A África ocupou mais da metade do tempo da última reunião do Conselho de Segurança das Nações Unidas, na terceira semana do mês de abril de 2008. Na pauta: o impasse nas eleições presidenciais do Zimbábue e as crises políticas da República Democrática do Congo e do Quênia, além dos conflitos armados na Somália e em Darfur, no Sudão. Isso traz de volta a imagem de um continente inviável, com “Estados falidos”, “guerras civis” e “genocídios tribais”, com apenas 1% do PIB mundial, 2% das transações comerciais globais e menos de 2% do investimento direto estrangeiro dos últimos anos.

Mas a África não é tão simples nem homogênea, com seus quase 800 milhões de habitantes e seus 53 Estados nacionais, que foram criados pelas potências coloniais europeias e foram mantidos juntos graças à Guerra Fria, que chegou à África Setentrional com a crise do Canal de Suez, em 1956; à África Central com a guerra do Congo, dos anos 60; e finalmente, à África Austral, com a independência de Angola e Moçambique e sua guerra com a África do Sul nos anos 80.

A independência africana, depois da 2ª Guerra Mundial, despertou grandes expectativas em relação a seus novos governos de “libertação nacional” e a seus projetos de desenvolvimento, que foram muito bem-sucedidos – em alguns casos – durante os primeiros tempos de vida independente.
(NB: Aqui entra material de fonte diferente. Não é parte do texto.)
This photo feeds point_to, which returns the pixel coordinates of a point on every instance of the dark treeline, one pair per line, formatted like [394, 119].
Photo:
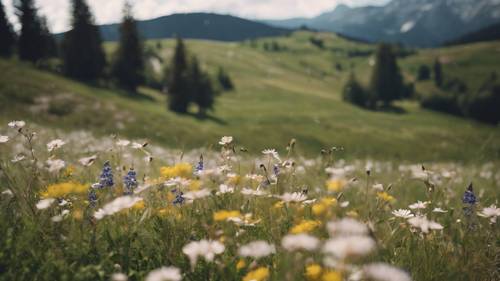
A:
[386, 83]
[82, 56]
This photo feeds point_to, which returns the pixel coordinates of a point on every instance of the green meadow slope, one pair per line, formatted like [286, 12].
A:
[293, 93]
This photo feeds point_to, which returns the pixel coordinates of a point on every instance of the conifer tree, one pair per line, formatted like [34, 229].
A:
[7, 35]
[82, 53]
[201, 88]
[386, 82]
[178, 80]
[438, 74]
[31, 36]
[224, 80]
[128, 66]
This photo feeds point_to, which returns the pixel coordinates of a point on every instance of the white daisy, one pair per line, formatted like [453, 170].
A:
[123, 142]
[419, 205]
[403, 213]
[164, 274]
[491, 212]
[272, 153]
[55, 165]
[347, 226]
[204, 248]
[226, 140]
[87, 161]
[349, 246]
[293, 197]
[295, 242]
[45, 203]
[16, 124]
[257, 249]
[424, 224]
[384, 272]
[117, 205]
[55, 144]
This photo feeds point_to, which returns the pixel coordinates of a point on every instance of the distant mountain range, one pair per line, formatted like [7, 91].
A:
[423, 23]
[489, 33]
[198, 26]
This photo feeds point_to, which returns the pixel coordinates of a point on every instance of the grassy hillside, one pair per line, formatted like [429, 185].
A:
[295, 93]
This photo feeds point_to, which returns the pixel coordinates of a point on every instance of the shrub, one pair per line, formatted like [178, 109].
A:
[354, 93]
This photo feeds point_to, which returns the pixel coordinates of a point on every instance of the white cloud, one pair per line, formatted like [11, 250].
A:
[108, 11]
Esse desempenho inicial, entretanto, foi atropelado por sucessivos golpes e regimes militares e pela crise econômica mundial da década de 1970, que atingiu todas as economias periféricas e provocou um prolongado declínio da economia africana, até o início do século XXI. Mesmo na década de 1990, depois do fim do mundo socialista e da Guerra Fria e no auge da globalização financeira, o continente africano ficou praticamente à margem dos novos fluxos globais de comércio e de investimento.

Depois de 2001, entretanto, a economia africana ressurgiu, acompanhando o novo ciclo de expansão da economia mundial. O crescimento médio, que era de 2,4% em 1990, passou para 4,5 % entre 2000 e 2005 e alcançou taxas de 5,3% e 5,5% em 2007 e 2008. E, no caso de alguns países produtores de petróleo e outros minérios estratégicos, como Angola, Sudão e Mauritânia, essas cifras alcançaram níveis ainda mais expressivos. Essa mudança da economia africana – como no resto do mundo – se deveu ao impacto do crescimento vertiginoso da China e da Índia, que consumiam 14% das exportações africanas no ano 2000 e hoje consomem 27%, índice equivalente à Europa e aos Estados Unidos, que são velhos parceiros comerciais do continente.

Na direção inversa, as exportações asiáticas para a África vêm crescendo a uma taxa média de 18% ao ano, junto com os investimentos diretos chineses e indianos, sobretudo em energia, minérios e infraestrutura. Neste momento, existem cerca de 800 empresas e 80.000 trabalhadores chineses na África, com uma estratégia conjunta de “desembarque econômico” no continente, como acontece também, em menor escala, com o governo e os capitais privados indianos.

Nesse sentido, não cabe mais duvida, devido ao volume e à velocidade dos acontecimentos: a África é, hoje, o grande espaço de “acumulação primitiva” asiática, e uma das principais fronteiras de expansão econômica e política da China e da Índia. Mas, ao mesmo tempo, não há o menor sinal de que Estados Unidos e União Europeia estejam dispostos a abandonar suas posições estratégicas, conquistadas e controladas dentro desse mesmo território econômico africano.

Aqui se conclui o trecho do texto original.